Yields on government bonds are expected to trade at elevated levels unless the central bank announces measures to facilitate a smooth transmission of the second-half borrowing plan, say market participants.
On Friday, while auctions for government bonds maturing in 2024 and 2040 were devolved on primary dealers, all bids received for those maturing in 2017 were rejected by the Reserve Bank of India (RBI). After touching nine per cent in intra-day trade, yield on the new 10-year benchmark government bonds closed at 8.94 per cent.
Last week, RBI deputy governor Subir Gokarn had said the central bank would consider liquidity conditions before deciding on open market operations (OMOs). “Markets are expecting RBI to announce a bond buyback which may help soften yields,” said N S Venkatesh, treasury head, IDBI Bank.
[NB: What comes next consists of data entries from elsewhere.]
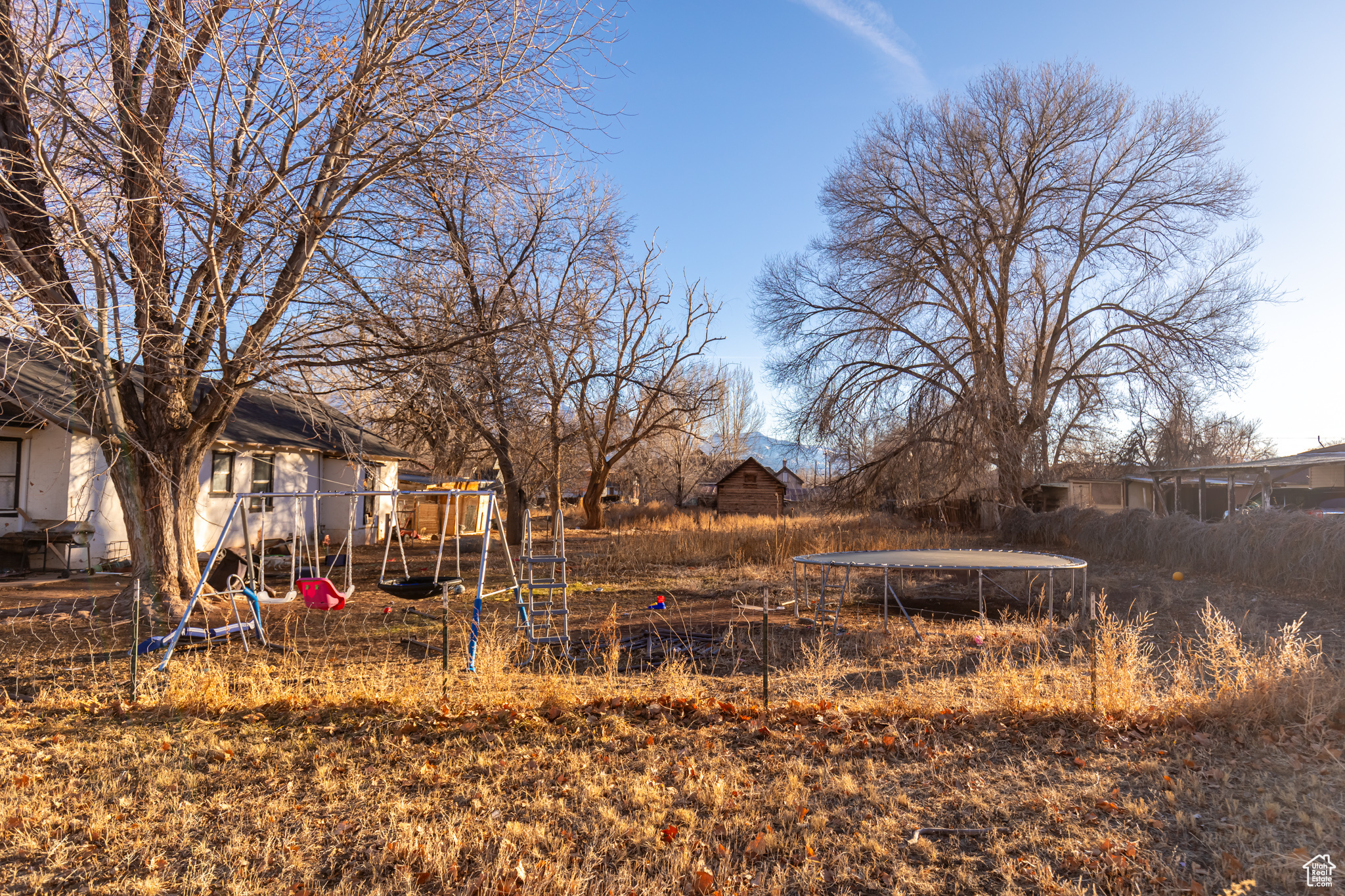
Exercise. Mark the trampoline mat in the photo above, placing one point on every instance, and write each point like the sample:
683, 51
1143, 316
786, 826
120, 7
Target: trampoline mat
944, 559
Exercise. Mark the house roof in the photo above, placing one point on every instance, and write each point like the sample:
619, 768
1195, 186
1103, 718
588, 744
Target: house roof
1328, 454
38, 383
759, 465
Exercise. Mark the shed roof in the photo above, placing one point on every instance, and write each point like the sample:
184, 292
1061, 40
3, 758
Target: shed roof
39, 385
1325, 454
759, 465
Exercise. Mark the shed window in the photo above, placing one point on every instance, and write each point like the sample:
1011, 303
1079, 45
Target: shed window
10, 450
221, 472
264, 480
1107, 494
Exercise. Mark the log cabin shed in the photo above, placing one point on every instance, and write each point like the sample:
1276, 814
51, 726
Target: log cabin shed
751, 488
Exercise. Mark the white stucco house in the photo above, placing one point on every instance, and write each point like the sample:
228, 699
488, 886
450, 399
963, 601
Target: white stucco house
54, 481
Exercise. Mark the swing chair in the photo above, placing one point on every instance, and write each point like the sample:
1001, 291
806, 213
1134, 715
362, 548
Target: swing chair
417, 587
319, 591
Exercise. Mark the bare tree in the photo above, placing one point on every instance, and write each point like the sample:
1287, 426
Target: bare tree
739, 413
993, 253
639, 373
1181, 431
486, 312
167, 179
669, 465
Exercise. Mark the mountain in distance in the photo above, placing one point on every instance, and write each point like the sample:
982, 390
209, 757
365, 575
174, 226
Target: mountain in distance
776, 453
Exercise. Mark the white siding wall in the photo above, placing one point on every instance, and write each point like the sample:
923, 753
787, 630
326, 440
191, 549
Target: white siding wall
64, 477
43, 475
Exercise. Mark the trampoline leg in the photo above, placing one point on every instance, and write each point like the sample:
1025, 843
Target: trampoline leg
903, 608
845, 589
885, 630
1051, 597
981, 595
795, 590
822, 599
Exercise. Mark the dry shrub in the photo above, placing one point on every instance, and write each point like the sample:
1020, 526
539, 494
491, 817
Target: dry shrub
1286, 680
1268, 548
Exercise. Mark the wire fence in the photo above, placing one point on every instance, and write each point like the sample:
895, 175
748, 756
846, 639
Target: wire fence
85, 644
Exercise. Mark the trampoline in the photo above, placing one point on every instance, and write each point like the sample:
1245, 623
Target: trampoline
930, 561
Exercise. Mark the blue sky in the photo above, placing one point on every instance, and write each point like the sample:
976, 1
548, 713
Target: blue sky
734, 112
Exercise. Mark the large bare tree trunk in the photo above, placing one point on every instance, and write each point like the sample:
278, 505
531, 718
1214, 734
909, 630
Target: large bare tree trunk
594, 500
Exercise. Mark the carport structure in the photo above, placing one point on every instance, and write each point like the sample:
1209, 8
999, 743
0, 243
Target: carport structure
1296, 481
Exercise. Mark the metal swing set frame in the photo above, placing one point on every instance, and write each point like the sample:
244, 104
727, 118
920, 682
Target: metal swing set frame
322, 594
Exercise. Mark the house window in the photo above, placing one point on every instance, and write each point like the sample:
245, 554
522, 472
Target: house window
10, 450
221, 472
264, 480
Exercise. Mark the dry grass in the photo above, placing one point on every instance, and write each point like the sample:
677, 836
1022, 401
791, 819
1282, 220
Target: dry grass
1211, 759
1271, 548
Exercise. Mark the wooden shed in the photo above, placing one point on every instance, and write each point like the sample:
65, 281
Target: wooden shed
751, 488
466, 512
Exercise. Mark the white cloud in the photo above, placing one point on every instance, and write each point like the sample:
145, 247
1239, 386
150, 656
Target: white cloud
871, 23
He expects yields to be around nine per cent this week.
Banks, major subscribers of government debt, are already sitting on a statutory liquidity ratio of 27-28 per cent, higher than the minimum requirement of 24 per cent. “A bond buyback will help banks subscribe for new issuances,” said a senior treasury official of a public sector bank.
Traders said higher-than-expected inflation may push up yields further. The Wholesale Price Index — the country’s inflation indicator — for the month of October will be issued tomorrow. It rose by 9.72 per cent in September.
According to the borrowing calendar, RBI is scheduled to auction government securities worth Rs 13,000 crore this week. The government will borrow Rs 2.2 lakh crore in the second half of this financial year.
The inter-bank call money rate is expected to stay under pressure, as banks will borrow funds to meet reserve needs. The weighted average call money rate closed at 8.66 per cent on Friday. Bank borrowings from RBI’s repo window shot above Rs 1 lakh crore last week, as they scrambled to cover reserve needs in the holiday-shortened week. Additional government borrowing through cash management bills might add pressure to short-term rates, traders said.